For personal names and biographical information, he relied on works by renowned hadith scholars and historians whose authority was widely recognized, including the Tarikh of al-Bukhari, the work of Ibn Abi Khaythama, the Tarikh of Khalifa ibn Khayyat, the Kitab al-Tabaqat al-Kabir and al-Tabaqat al-Saghir of Ibn Sa'd, al-Waqidi, and others.
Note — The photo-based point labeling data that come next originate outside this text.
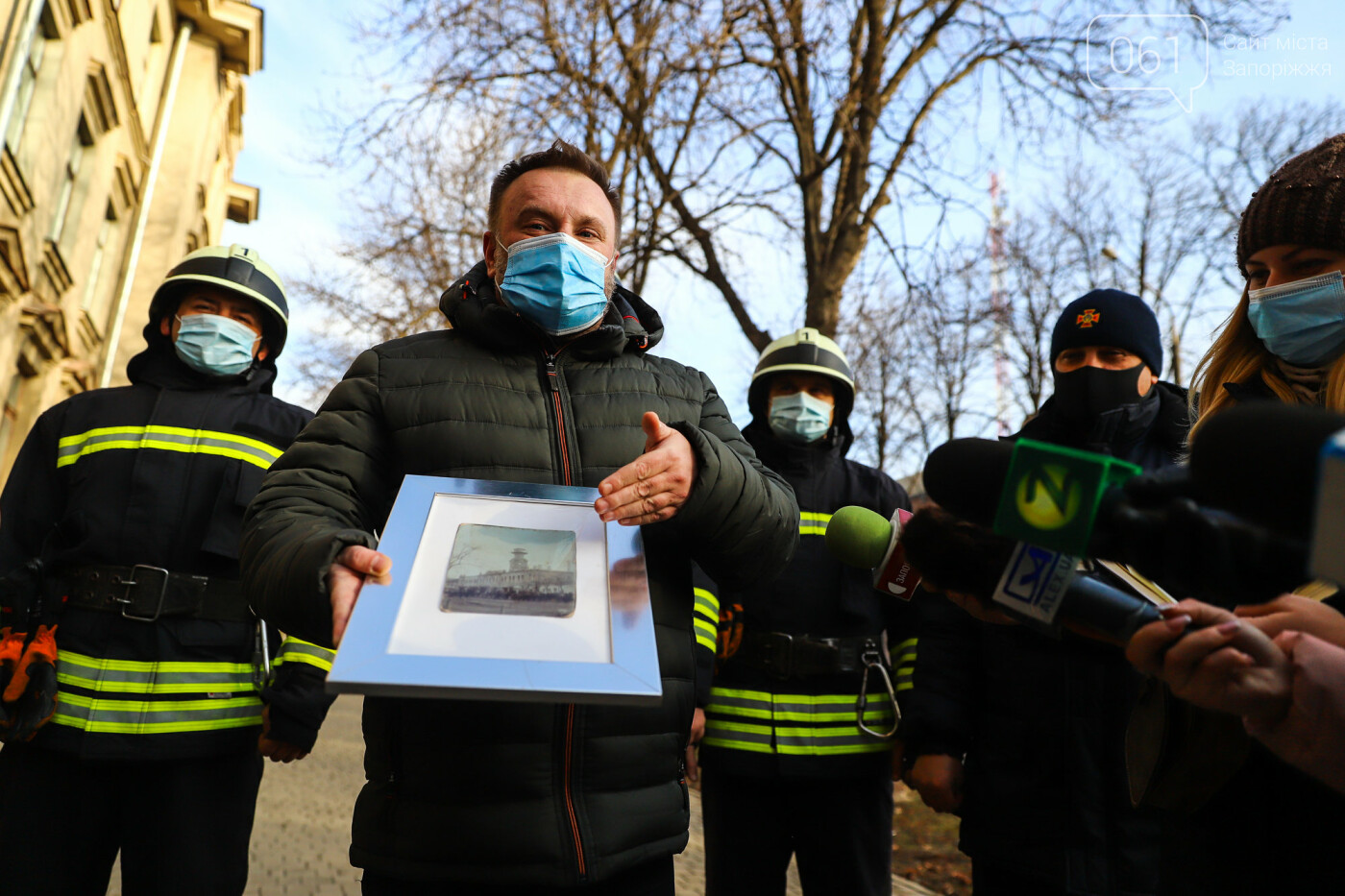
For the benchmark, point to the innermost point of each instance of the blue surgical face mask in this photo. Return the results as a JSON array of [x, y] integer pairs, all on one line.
[[557, 282], [215, 345], [799, 417], [1302, 322]]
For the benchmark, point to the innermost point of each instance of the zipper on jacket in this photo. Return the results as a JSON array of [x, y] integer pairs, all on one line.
[[569, 790], [553, 382]]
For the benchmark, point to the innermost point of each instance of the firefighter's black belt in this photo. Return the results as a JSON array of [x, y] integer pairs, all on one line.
[[147, 593], [804, 655]]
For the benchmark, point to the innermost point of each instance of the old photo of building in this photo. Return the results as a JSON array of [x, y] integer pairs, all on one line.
[[508, 570]]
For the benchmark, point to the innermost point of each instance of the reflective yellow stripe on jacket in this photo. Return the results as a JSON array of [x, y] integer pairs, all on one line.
[[204, 442], [813, 523], [302, 651], [705, 618], [794, 724], [132, 697], [904, 664]]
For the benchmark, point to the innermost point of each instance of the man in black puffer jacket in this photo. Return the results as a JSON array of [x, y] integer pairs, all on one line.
[[1039, 724], [544, 376]]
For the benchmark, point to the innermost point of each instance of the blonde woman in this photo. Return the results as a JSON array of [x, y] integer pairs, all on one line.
[[1268, 829], [1286, 336]]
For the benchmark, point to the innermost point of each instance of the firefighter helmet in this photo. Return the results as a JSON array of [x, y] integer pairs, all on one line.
[[803, 351], [234, 269]]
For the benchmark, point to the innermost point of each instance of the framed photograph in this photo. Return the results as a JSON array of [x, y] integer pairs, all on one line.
[[503, 591]]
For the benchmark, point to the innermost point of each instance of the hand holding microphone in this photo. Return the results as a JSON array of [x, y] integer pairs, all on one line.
[[1212, 658], [991, 577]]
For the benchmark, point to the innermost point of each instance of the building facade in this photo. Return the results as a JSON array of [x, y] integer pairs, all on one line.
[[121, 123]]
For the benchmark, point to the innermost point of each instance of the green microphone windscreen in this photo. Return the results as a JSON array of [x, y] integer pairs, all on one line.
[[858, 537]]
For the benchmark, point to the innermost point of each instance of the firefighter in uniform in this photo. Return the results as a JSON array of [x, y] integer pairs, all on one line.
[[138, 693], [797, 741]]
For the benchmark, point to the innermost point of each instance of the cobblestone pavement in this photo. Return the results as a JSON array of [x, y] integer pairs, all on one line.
[[300, 838]]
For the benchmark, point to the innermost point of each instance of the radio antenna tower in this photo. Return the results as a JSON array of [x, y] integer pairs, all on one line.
[[997, 304]]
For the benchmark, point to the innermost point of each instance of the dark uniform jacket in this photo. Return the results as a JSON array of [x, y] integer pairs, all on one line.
[[158, 472], [762, 724], [517, 794], [1041, 722]]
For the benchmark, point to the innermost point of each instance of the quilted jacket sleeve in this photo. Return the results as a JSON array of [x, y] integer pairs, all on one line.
[[331, 489], [742, 521]]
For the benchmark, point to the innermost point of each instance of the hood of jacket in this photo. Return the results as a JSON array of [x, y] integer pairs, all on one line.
[[473, 305], [159, 365]]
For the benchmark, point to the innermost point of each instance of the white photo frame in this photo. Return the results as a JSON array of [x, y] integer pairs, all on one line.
[[503, 591]]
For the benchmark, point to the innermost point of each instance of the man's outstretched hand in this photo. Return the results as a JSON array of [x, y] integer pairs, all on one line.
[[347, 574], [654, 486]]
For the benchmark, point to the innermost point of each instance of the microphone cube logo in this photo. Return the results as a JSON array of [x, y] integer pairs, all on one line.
[[1035, 581], [1052, 494], [1048, 496], [1149, 51]]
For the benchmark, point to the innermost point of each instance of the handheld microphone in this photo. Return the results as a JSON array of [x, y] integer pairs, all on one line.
[[1284, 466], [1035, 586], [1049, 496], [863, 539], [1071, 502]]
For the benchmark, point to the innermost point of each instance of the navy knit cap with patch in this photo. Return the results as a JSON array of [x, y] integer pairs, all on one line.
[[1110, 318]]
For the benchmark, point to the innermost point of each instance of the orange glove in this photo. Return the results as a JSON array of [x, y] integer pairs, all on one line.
[[30, 691]]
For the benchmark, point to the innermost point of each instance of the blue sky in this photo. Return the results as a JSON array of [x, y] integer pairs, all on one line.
[[303, 205]]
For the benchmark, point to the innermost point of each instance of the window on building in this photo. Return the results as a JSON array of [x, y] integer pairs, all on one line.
[[94, 287], [10, 412], [43, 33], [70, 178]]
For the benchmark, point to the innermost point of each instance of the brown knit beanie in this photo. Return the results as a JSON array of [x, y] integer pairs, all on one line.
[[1304, 202]]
== The terminology of Islamic jurisprudence ==

Al-Nawawi explained the purpose of his work in the introduction to his al-Majmu:

I explain therein the linguistic expressions occurring in the book, and the names of the companions [of the school] and others among the scholars, transmitters, and narrators, sometimes at length and sometimes briefly according to the context and need. For this purpose I compiled a work called Tahdhib al-Asma' wa-l-Lughat, in which I collected material relating to Mukhtasar al-Muzani, al-Muhadhdhab, al-Wasit, al-Tanbih, al-Wajiz, and al-Rawdah, which I abridged from the commentary on al-Wajiz by Imam Abu al-Qasim al-Rafi'i, may Allah have mercy on him. It includes Arabic and foreign words, names, definitions, qualifications, principles, rules, and other matters mentioned in any of these six books.

I also explain therein a number of matters for which Imam Abu Ibrahim Isma'il ibn Yahya al-Muzani was criticized in his Mukhtasar, Imam Abu Hamid al-Ghazali in al-Wasit, and the author of al-Tanbih, together with responses to those criticisms where possible, since the need for this is comparable to the need for al-Muhadhdhab.